Notable features Edit

Stars Edit

Despite its size, Hydra contains only one reasonably bright star, Alphard, designated Alpha Hydrae. It is an orange giant of magnitude 2.0, 177 light-years from Earth. Its traditional name means "the solitary one". Beta Hydrae is a blue-white star of magnitude 4.3, 365 light-years from Earth. Gamma Hydrae is a yellow giant of magnitude 3.0, 132 light-years from Earth.[1]

Hydra has one bright binary star, Epsilon Hydrae, which is difficult to split in amateur telescopes; it has a period of 1000 years and is 135 light-years from Earth. The primary is a yellow star of magnitude 3.4 and the secondary is a blue star of magnitude 6.7. However, there are several dimmer double stars and binary stars in Hydra. 27 Hydrae is a triple star with two components visible in binoculars and three visible in small amateur telescopes. The primary is a white star of magnitude 4.8, 244 light-years from Earth. The secondary, a binary star, appears in binoculars at magnitude 7.0 but is composed of a magnitude 7 and a magnitude 11 star; it is 202 light-years from Earth. 54 Hydrae is a binary star 99 light-years from Earth, easily divisible in small amateur telescopes. The primary is a yellow star of magnitude 5.3 and the secondary is a purple star of magnitude 7.4.[1] N Hydrae (N Hya) is a pair of stars of magnitudes 5.8 and 5.9. Struve 1270 (Σ1270) consists of a pair of stars, magnitudes 6.4 and 7.4.

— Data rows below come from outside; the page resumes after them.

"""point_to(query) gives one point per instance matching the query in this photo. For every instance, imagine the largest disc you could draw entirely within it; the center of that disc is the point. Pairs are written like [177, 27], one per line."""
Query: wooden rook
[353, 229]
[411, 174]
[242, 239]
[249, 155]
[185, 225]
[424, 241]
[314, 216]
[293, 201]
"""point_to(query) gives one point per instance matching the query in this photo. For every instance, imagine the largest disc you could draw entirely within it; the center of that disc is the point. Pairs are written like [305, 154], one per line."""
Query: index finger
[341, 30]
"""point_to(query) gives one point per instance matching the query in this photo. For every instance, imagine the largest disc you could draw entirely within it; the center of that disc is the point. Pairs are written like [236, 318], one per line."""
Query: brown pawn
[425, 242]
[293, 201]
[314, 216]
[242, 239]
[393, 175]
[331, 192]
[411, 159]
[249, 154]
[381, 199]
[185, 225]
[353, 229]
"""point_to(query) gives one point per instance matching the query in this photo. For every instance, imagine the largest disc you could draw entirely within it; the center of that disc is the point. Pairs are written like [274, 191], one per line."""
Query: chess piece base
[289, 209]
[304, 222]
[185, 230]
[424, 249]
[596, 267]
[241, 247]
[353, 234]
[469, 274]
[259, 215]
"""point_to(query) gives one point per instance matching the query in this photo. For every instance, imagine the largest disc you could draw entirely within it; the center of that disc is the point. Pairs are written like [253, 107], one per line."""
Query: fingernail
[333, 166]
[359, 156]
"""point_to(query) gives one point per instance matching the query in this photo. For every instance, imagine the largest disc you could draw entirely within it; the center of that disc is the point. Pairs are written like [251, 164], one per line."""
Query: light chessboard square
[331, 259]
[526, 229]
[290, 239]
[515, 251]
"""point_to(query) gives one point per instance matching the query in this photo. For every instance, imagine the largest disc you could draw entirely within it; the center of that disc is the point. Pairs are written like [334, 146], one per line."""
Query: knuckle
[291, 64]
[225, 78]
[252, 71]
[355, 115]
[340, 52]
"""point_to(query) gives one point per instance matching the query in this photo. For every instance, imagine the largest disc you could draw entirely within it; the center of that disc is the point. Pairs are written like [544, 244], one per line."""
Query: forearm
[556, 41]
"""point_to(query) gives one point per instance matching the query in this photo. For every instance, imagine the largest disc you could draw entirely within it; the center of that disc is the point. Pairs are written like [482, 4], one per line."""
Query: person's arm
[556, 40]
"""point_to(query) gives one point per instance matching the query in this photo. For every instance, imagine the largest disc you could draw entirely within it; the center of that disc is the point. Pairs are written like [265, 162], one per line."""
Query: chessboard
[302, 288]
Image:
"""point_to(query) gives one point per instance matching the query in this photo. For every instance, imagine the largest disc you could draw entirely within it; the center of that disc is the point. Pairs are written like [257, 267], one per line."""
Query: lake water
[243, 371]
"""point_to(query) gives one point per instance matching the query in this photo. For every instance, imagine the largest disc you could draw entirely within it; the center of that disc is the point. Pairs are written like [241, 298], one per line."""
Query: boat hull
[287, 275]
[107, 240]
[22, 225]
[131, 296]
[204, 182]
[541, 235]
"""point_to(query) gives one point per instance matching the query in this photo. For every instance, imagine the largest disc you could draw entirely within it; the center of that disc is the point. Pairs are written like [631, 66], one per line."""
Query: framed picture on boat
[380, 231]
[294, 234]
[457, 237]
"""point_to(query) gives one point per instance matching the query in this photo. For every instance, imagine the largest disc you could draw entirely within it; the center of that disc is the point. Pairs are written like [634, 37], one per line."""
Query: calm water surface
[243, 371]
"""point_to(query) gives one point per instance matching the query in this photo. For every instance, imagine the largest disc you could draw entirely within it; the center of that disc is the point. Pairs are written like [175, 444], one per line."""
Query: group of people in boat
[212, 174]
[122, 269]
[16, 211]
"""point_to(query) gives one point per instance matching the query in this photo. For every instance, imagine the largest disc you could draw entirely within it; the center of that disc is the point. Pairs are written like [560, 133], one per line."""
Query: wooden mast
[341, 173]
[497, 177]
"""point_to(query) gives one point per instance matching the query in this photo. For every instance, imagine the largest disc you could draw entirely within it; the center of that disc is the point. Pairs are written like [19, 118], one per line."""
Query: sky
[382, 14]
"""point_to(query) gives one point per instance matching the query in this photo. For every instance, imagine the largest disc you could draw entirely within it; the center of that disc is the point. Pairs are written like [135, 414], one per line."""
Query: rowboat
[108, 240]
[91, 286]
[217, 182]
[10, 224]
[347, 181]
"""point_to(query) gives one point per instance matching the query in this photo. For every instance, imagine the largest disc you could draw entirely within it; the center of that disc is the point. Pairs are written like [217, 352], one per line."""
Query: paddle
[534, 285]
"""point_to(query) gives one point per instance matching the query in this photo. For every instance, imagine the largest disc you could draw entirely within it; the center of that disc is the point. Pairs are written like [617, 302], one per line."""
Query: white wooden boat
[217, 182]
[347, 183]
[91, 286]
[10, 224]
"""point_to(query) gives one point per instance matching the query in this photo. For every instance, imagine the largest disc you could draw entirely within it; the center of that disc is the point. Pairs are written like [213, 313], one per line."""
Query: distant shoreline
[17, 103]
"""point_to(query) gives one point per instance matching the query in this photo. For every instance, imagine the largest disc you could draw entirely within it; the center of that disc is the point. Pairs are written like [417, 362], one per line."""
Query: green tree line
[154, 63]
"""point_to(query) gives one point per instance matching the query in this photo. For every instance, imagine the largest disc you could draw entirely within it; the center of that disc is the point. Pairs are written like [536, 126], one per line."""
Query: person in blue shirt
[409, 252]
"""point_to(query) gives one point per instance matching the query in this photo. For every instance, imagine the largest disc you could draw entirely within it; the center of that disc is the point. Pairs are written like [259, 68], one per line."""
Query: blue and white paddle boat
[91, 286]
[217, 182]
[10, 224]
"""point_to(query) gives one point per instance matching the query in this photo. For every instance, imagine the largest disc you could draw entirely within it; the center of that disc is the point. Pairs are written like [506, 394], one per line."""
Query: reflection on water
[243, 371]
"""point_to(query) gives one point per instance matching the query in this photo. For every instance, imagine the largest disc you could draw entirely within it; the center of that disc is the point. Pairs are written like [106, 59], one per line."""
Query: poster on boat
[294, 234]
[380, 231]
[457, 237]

The other main named star in Hydra is Sigma, σ, Hydrae, which also has the name of Minaruja, from the Arabic for snake's nose. At magnitude 4.54, it is rather dim. The head of the snake corresponds to the Āshleshā nakshatra, the lunar zodiacal constellation in Indian astronomy.

Hydra is also home to several variable stars. R Hydrae is a Mira variable star 2000 light-years from Earth; it is one of the brightest Mira variables at its maximum of magnitude 3.5. It has a minimum magnitude of 10 and a period of 390 days. V Hydrae is an unusually vivid red variable star 20,000 light-years from Earth. It varies in magnitude from a minimum of 9.0 to a maximum of 6.6. Along with its notable color, V Hydrae is also home to at least two exoplanets.[2] U Hydrae is a semi-regular variable star with a deep red color, 528 light-years from Earth. It has a minimum magnitude of 6.6 and a maximum magnitude of 4.2; its period is 115 days.[1]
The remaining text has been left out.